In a transcript of the meeting between the senators and Carucci, he indicated that at least one program the hospital is considering may not happen, or may require changes if the ACA is repealed.


… [“] we've made investment decisions because of the ACA that I don't know that we would've necessarily made before and we certainly have plans on the table that I don't know that we would continue to pursue without the ACA, and I'll give a few examples. We did expand our behavioral health unit, we added about a 40 percent additional capacity at Portsmouth Regional Hospital. We added 14 brand-new beds at Parkland Medical Center in Derry, New Hampshire. We also opened up an outpatient partial treatment program that the Seacoast did not have in place at any of our organizations that serve that area. And, much like many facilities not just in New Hampshire but around the country, we had closed our designated receiving facility in the late '90s, early 2000s, and made the conscious decisions based on that."

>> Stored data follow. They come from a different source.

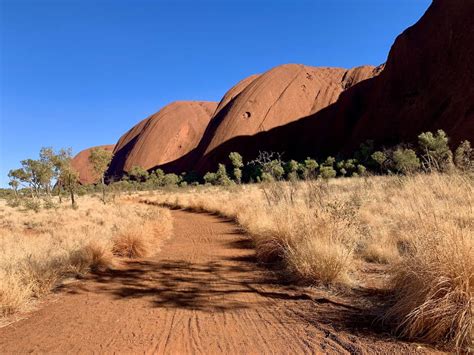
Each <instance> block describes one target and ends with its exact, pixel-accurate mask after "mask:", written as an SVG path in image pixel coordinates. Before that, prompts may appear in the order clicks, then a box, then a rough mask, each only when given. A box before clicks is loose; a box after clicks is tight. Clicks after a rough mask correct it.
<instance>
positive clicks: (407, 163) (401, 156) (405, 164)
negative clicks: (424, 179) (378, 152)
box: [393, 148, 421, 174]
mask: <svg viewBox="0 0 474 355" xmlns="http://www.w3.org/2000/svg"><path fill="white" fill-rule="evenodd" d="M393 162H394V164H395V169H397V170H398V171H399V172H401V173H403V174H412V173H414V172H416V171H417V170H418V169H419V168H420V166H421V164H420V159H418V157H417V156H416V153H415V151H414V150H413V149H405V148H398V149H397V150H396V151H394V152H393Z"/></svg>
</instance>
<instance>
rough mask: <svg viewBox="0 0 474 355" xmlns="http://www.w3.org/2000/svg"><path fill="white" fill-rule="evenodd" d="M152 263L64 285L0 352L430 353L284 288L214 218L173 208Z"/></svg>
mask: <svg viewBox="0 0 474 355" xmlns="http://www.w3.org/2000/svg"><path fill="white" fill-rule="evenodd" d="M173 216H174V226H175V233H174V234H175V235H174V237H172V238H171V239H169V240H168V241H167V242H166V243H165V244H164V245H163V247H162V250H161V252H160V253H159V254H157V255H156V256H155V257H153V258H150V259H145V260H138V261H129V262H124V264H123V265H122V266H121V267H119V268H118V269H116V270H114V271H111V272H108V273H104V274H97V275H91V276H89V277H87V278H86V280H83V281H80V282H76V283H72V284H69V285H66V286H63V287H62V288H61V289H60V290H58V292H57V294H56V295H54V296H53V297H51V299H50V300H48V301H47V302H45V303H44V304H43V305H42V306H41V307H40V309H39V310H38V311H36V312H33V313H31V314H29V315H28V316H27V318H25V319H23V320H20V321H18V322H16V323H13V324H10V325H8V326H6V327H3V328H1V329H0V352H1V353H26V352H34V353H44V352H48V353H52V352H54V353H66V352H67V353H71V352H74V353H84V352H87V353H89V352H110V353H112V352H118V353H131V352H133V353H138V352H146V353H174V354H184V353H204V354H213V353H229V354H237V353H246V354H248V353H286V354H288V353H320V352H329V353H380V354H382V353H383V354H388V353H394V354H395V353H397V354H401V353H403V354H408V353H415V352H428V351H431V349H428V348H425V347H422V346H417V345H416V344H413V343H404V342H401V341H398V340H396V339H394V338H392V337H390V336H388V335H387V334H385V333H383V332H382V331H378V333H376V332H374V329H376V328H375V327H374V326H373V325H371V321H372V320H373V318H372V316H371V315H370V312H369V311H367V312H364V311H363V309H362V310H361V308H360V307H363V305H362V304H361V305H359V304H356V303H353V304H350V303H348V302H347V300H346V299H344V298H343V297H341V296H339V297H338V296H336V295H332V296H328V293H327V291H322V290H319V291H318V290H317V289H313V288H304V287H296V286H291V285H285V284H282V283H281V281H280V280H279V278H278V276H277V274H276V273H275V272H272V271H269V270H267V269H264V268H261V267H259V266H258V265H257V264H256V262H255V260H254V251H253V249H252V247H251V243H250V239H249V238H248V237H247V236H245V235H244V234H242V233H241V232H240V231H239V230H238V229H237V228H236V226H235V225H234V224H233V223H231V222H229V221H226V220H223V219H221V218H218V217H215V216H211V215H207V214H193V213H189V212H183V211H175V212H173Z"/></svg>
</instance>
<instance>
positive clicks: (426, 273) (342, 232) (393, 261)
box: [153, 174, 474, 349]
mask: <svg viewBox="0 0 474 355" xmlns="http://www.w3.org/2000/svg"><path fill="white" fill-rule="evenodd" d="M473 186H474V184H473V180H472V177H468V176H464V175H457V174H453V175H435V174H433V175H416V176H411V177H398V176H385V177H370V178H347V179H335V180H330V181H329V182H323V181H316V182H315V181H309V182H299V183H286V182H282V183H274V184H269V185H263V184H262V185H246V186H236V187H232V188H219V187H200V188H188V189H186V190H183V191H177V192H174V193H172V192H167V193H162V194H159V195H157V196H156V197H154V198H153V199H154V201H156V202H159V203H165V204H168V205H170V206H176V207H185V208H189V209H193V210H196V211H208V212H213V213H217V214H219V215H222V216H225V217H228V218H232V219H234V220H236V221H237V222H238V223H239V224H240V225H241V226H242V228H244V229H245V230H246V231H247V232H248V233H249V234H250V235H251V236H252V238H253V240H254V244H255V248H256V255H257V258H258V259H260V260H261V261H262V262H269V261H280V262H282V263H283V264H284V265H286V267H287V269H288V271H289V272H290V273H291V274H292V275H293V277H295V278H297V279H300V280H303V281H305V282H311V283H314V284H325V285H334V284H337V285H346V286H349V287H350V286H357V285H356V284H357V283H363V282H364V275H363V272H361V270H358V267H359V266H358V265H361V262H362V263H363V262H377V263H381V264H388V265H387V275H388V276H389V284H388V285H387V290H389V291H390V292H391V294H392V295H393V299H394V304H393V305H390V308H389V310H388V312H387V314H386V316H385V319H386V320H387V321H389V322H390V323H391V324H393V327H394V329H395V330H396V331H397V333H398V334H400V335H401V336H404V337H406V338H410V339H420V340H423V341H427V342H430V343H436V344H440V343H441V344H450V345H451V346H453V347H454V348H456V349H467V348H468V347H469V346H471V345H470V344H472V339H473V338H472V292H473V275H474V254H473V253H474V187H473ZM359 268H360V267H359Z"/></svg>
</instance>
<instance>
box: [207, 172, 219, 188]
mask: <svg viewBox="0 0 474 355" xmlns="http://www.w3.org/2000/svg"><path fill="white" fill-rule="evenodd" d="M216 180H217V177H216V173H211V172H207V173H206V174H205V175H204V182H205V183H206V184H213V185H214V184H215V183H216Z"/></svg>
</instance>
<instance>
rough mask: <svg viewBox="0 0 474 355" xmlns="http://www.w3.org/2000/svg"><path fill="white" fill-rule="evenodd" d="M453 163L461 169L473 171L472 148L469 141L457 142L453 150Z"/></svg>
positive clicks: (473, 161)
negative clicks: (455, 148)
mask: <svg viewBox="0 0 474 355" xmlns="http://www.w3.org/2000/svg"><path fill="white" fill-rule="evenodd" d="M454 163H455V164H456V167H457V168H458V169H459V170H461V171H464V172H469V171H474V149H472V148H471V143H470V142H469V141H464V142H461V144H459V146H458V147H457V149H456V151H455V152H454Z"/></svg>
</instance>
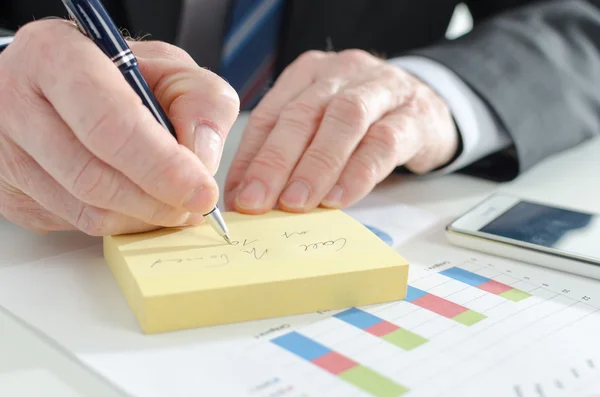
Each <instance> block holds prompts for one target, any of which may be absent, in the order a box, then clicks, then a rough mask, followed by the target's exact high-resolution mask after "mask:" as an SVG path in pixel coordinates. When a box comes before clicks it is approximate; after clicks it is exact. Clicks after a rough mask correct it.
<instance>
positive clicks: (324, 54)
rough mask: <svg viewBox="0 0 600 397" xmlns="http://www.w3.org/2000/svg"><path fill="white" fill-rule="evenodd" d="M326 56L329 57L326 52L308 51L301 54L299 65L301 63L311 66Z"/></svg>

Because of the ACA, Carucci said they decided to reopen the hospital as a designated receiving facility for involuntary patient admissions with a behavioral health diagnosis.


"We all know that the opiate and drug addiction is always - almost always - co-occurring with our behavioral health admission," Carucci said. "So, we decided 18-24 months ago, to seek becoming a designated receiving facility again and have opened that program as of the summer of 2015 to serve the Seacoast further in that respect. And so we stepped back and say 'without the ACA, would we have made those difficult investment decisions knowing how great the need is?' And I'm not convinced that we would have done that. It certainly would have been a topic of discussion because we are a community partner and feel that our mission is to serve those folks in the community that have needs, but the ACA made that decision much easier."

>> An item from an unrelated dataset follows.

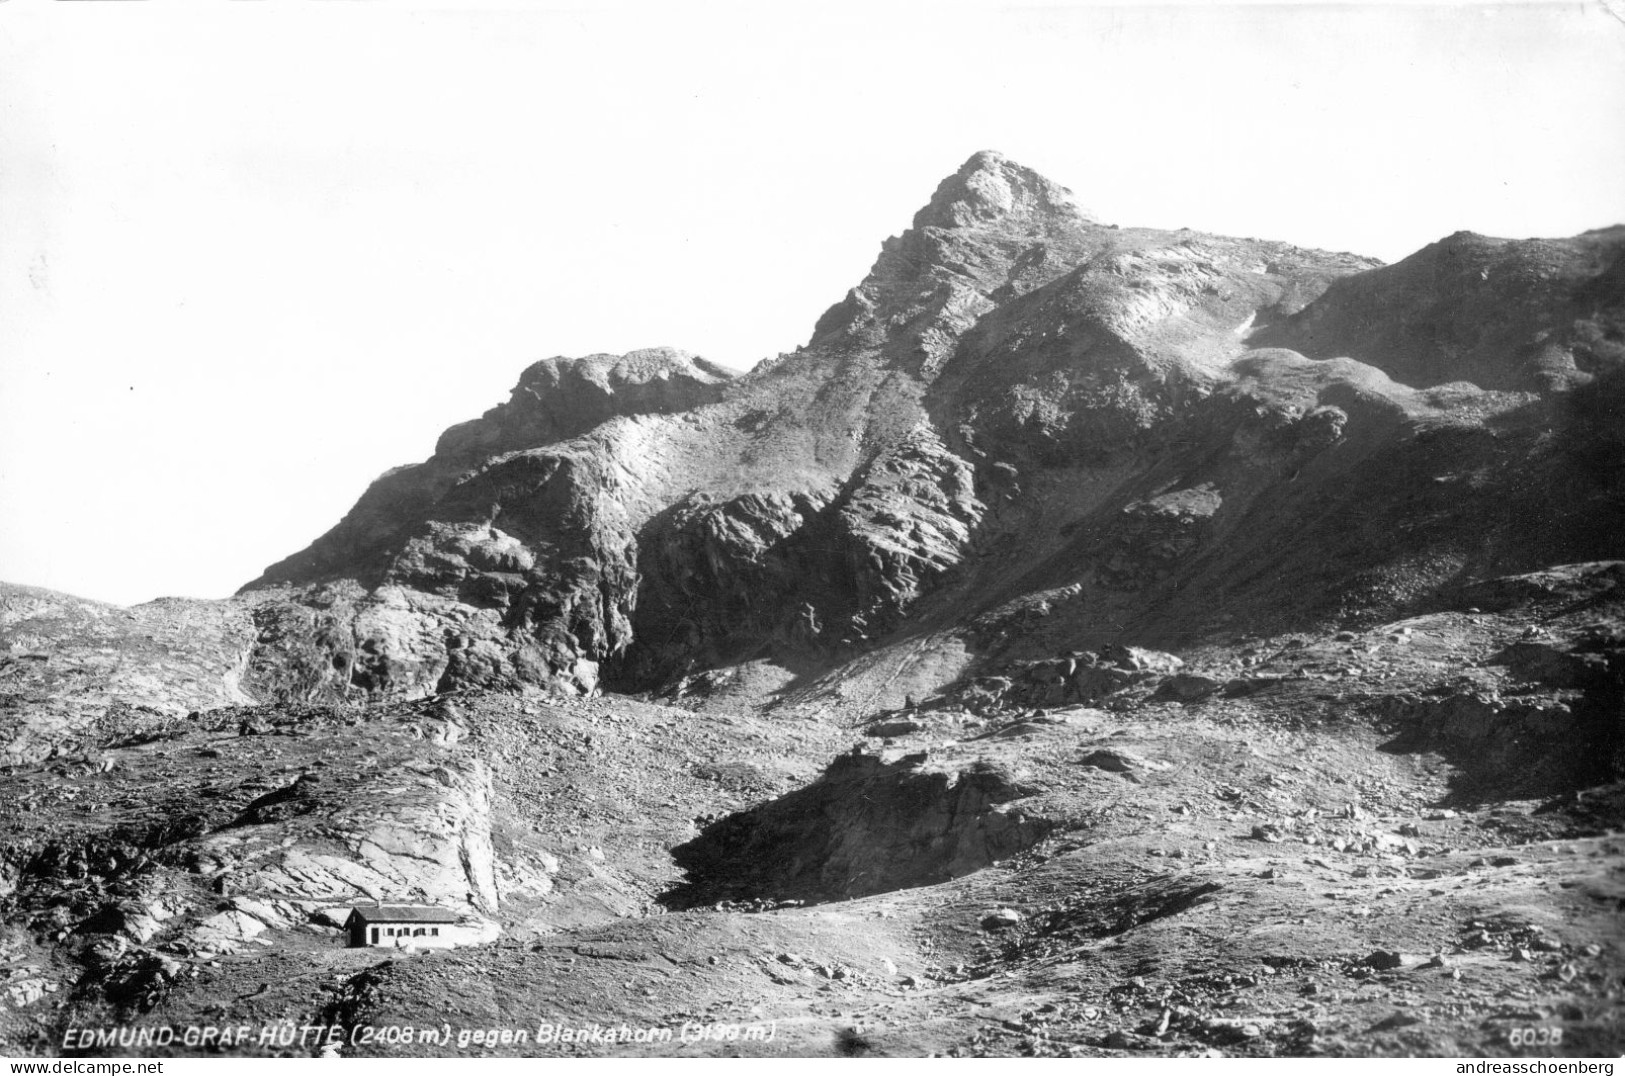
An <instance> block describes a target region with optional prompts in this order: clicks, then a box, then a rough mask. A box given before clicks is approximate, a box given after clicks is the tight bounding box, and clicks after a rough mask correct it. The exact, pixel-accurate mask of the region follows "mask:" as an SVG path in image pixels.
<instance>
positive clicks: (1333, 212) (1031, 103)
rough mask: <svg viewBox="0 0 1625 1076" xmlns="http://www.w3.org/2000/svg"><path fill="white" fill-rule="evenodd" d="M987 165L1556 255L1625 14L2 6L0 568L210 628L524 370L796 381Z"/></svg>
mask: <svg viewBox="0 0 1625 1076" xmlns="http://www.w3.org/2000/svg"><path fill="white" fill-rule="evenodd" d="M1612 2H1614V5H1615V10H1618V8H1620V7H1625V5H1620V3H1618V0H1612ZM981 148H993V150H999V151H1003V153H1006V154H1009V156H1012V158H1014V159H1017V161H1020V163H1025V164H1029V166H1032V167H1037V169H1038V171H1040V172H1045V174H1046V176H1050V177H1051V179H1055V180H1056V182H1059V184H1063V185H1068V187H1071V189H1072V190H1074V192H1076V193H1077V198H1079V202H1081V203H1082V205H1085V206H1089V208H1090V210H1094V211H1095V213H1098V215H1100V216H1102V218H1103V219H1108V221H1116V223H1123V224H1152V226H1167V228H1180V226H1189V228H1199V229H1204V231H1217V232H1228V234H1240V236H1261V237H1271V239H1287V241H1293V242H1300V244H1305V245H1321V247H1331V249H1337V250H1357V252H1362V254H1373V255H1378V257H1383V258H1388V260H1394V258H1399V257H1404V255H1406V254H1409V252H1410V250H1415V249H1417V247H1422V245H1425V244H1427V242H1432V241H1433V239H1436V237H1440V236H1445V234H1449V232H1453V231H1456V229H1461V228H1471V229H1474V231H1480V232H1488V234H1503V236H1566V234H1573V232H1578V231H1583V229H1588V228H1599V226H1605V224H1612V223H1618V221H1622V219H1625V179H1622V177H1625V21H1622V20H1620V18H1615V16H1614V15H1610V13H1609V11H1607V10H1605V8H1602V7H1599V5H1579V3H1570V5H1527V3H1526V5H1513V7H1484V5H1454V7H1419V5H1397V7H1336V5H1306V3H1305V5H1292V7H1266V5H1248V7H1214V5H1186V7H1128V8H1124V7H1102V5H1056V3H1040V5H1029V7H1020V8H1016V7H1009V8H1003V7H996V5H991V3H964V5H941V3H938V5H929V7H926V5H907V7H903V5H890V7H882V5H873V3H871V5H864V7H863V8H834V10H832V8H830V7H829V5H811V3H808V5H798V7H791V5H783V7H777V8H767V7H751V8H747V7H721V5H697V3H692V2H691V3H668V5H663V7H658V8H655V7H637V5H621V7H617V8H609V7H606V5H601V3H600V5H583V3H574V5H557V7H556V8H554V10H538V8H530V7H520V5H512V3H509V5H484V7H481V8H479V10H457V8H452V7H442V8H440V10H432V8H424V7H418V8H411V7H406V5H400V7H395V5H392V7H384V5H372V3H291V2H286V0H265V2H260V3H231V2H228V0H213V2H211V3H177V2H166V0H150V2H148V3H112V2H106V3H54V2H52V0H10V2H5V3H0V579H5V580H8V582H21V584H32V585H42V587H52V588H57V590H67V592H70V593H78V595H83V597H93V598H104V600H112V601H120V603H132V601H143V600H148V598H153V597H159V595H171V593H180V595H193V597H221V595H226V593H229V592H231V590H234V588H236V587H237V585H241V584H244V582H245V580H249V579H252V577H254V575H257V574H258V572H260V569H262V567H265V566H267V564H268V562H271V561H275V559H278V558H281V556H284V554H288V553H293V551H294V549H297V548H301V546H304V545H306V543H309V541H310V540H312V538H315V536H317V535H319V533H322V531H323V530H327V528H328V527H330V525H332V523H333V522H336V520H338V517H340V515H341V514H343V512H345V510H346V509H348V507H349V505H351V504H353V502H354V499H356V497H358V496H359V494H361V491H362V489H364V488H366V484H367V481H371V479H372V478H374V476H375V475H379V473H380V471H384V470H385V468H388V466H393V465H398V463H406V462H414V460H421V458H424V457H426V455H427V453H429V452H431V449H432V445H434V439H436V436H437V434H439V432H440V429H444V427H445V426H448V424H452V423H457V421H461V419H466V418H473V416H476V414H479V413H481V411H483V410H486V408H487V406H492V405H494V403H497V401H500V400H504V398H505V397H507V392H509V388H510V387H512V384H513V380H515V379H517V375H518V372H520V371H522V369H523V367H525V366H526V364H528V362H531V361H535V359H539V358H544V356H549V354H587V353H591V351H616V353H619V351H626V349H630V348H639V346H650V345H673V346H679V348H687V349H691V351H697V353H700V354H705V356H708V358H712V359H717V361H720V362H725V364H730V366H736V367H749V366H751V364H752V362H756V361H757V359H760V358H765V356H770V354H775V353H778V351H783V349H791V348H795V346H796V345H798V343H804V341H806V338H808V335H809V332H811V328H812V322H814V320H816V317H817V315H819V314H821V312H822V310H824V307H827V306H829V304H830V302H835V301H837V299H840V297H842V294H843V293H845V291H847V288H850V286H851V284H855V283H858V280H860V278H861V276H863V273H864V271H866V270H868V267H869V263H871V262H873V258H874V255H876V254H877V250H879V244H881V241H882V239H884V237H886V236H890V234H895V232H899V231H902V229H903V228H905V226H907V224H908V219H910V216H912V213H913V211H915V210H916V208H918V206H920V205H923V203H925V200H926V198H928V197H929V193H931V190H933V189H934V185H936V184H938V180H939V179H942V177H944V176H947V174H949V172H952V171H954V169H955V167H957V166H959V164H960V163H962V161H964V159H965V158H967V156H970V153H972V151H975V150H981Z"/></svg>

"What we also have on the table right now that we hope to pursue is a child and adolescent unit, which, as you guys have referred to here today, is in great need in the state in New Hampshire. In fact, it is probably one of the greatest needs across the country when you look at behavioral health. Without the ACA, and certainly without the rollback in the cuts that also occur with the repeal, that would be something that I don't see us pursuing.[”]


… Michele Merritt, senior vice president of New Futures, a policy think tank that is non-partisan and operates statewide, said one concern is that people who are now covered may lose health insurance.


"When that happens, you get people who do not seek medical care until their condition is far advanced, or it requires a trip to the emergency room," Merritt said. "Preventative care does not happen. Behavioral health will be another area that might suffer and we know how badly it is needed, and how much impact it has on the addiction problems in the state. New Hampshire just applied for 1115 Medicaid waiver, which would put them on a good five-year plan. What will happen? We do not know but we will be watching carefully."


Merritt said New Futures is opposed to a full repeal of the ACA. She said it hopes to see at least some component stay in whatever plan is implemented, like allowing people under 26 to stay on their parents' health care plan and access for low income residents.